3 Tips to Get Grounded

Today when I talk about getting grounded, I’m talking about what goes under your feet: your yoga mat!

#1 (this one is important) Practicing yoga does not require any fancy clothing, tools, props or a mat. I’d never let a rental mat or a dollar-store mat deter anyone from practicing.  

However: some of those things can serve to make people more comfortable in their practice, so they can be worthwhile investments, especially if it’s something that lasts you for a long time!

#2 Don’t forget to wash [your yoga mat].  

Renting a mat?  The studio should have towels and a cleaning spray.  Be sure to give it a sniff and a wipe before class for your own sake, and after class, for the yogi who has this mat next.

Did you know? The average yoga mat can actually go in your washing machine!  Just be sure to let it air dry.

Using a Jade, Manduka, or Lululemon yoga mat?  These awesome mats aren’t washing machine friendly, but they are important to clean.  Check the manufacturers instructions.  Mats like “The Mat” by Lululemon have a coat that prevents mildew, and keeps you from slipping during asana.  Good-smelling anti-bacterial oils (like Tea Tree and Lavender) mess-up this coating, so be careful when picking up a random spray bottle at the studio.  You can easily clean it by submerging it in a warm bathtub with some baking soda or dish soap.  Give it a rinse, and be sure to allow a full day to air dry!

It might feel like a chore, but making it a habit to clean your mat regularly will serve you hygienically.  Trust me-it’s worth it.

#3  Take a moment, and take notice.

Feeling distracted?  Can’t get your mind off the job search, the school project, the fight with your mom, or the city bus and grocery list that await you after class? It can be challenging to let go.  Some days more than others.
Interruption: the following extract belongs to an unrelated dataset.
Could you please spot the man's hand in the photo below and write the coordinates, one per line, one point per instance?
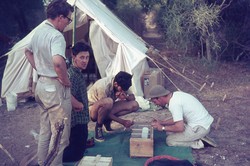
(128, 123)
(121, 95)
(156, 125)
Try to get to the studio a few minutes early so you have time to settle in before you get moving.  Unroll your mat.  Bring your body to a savanasa (corpse pose) or balasana (child’s pose).  Close your eyes.  Notice where your body expands as you inhale, and where it sinks-in on the exhale.  Start to draw your awareness to where your body is in space.  Where it makes contact with the mat.  Your forehead.  Your hands.  Arms,  chest, legs, feet.  Notice those physical connections.  Draw your attention there.  When your attention arrives into your mat, into your body, and onto your breath, there’s less room for that outside noise.  More space for you to be where you already are.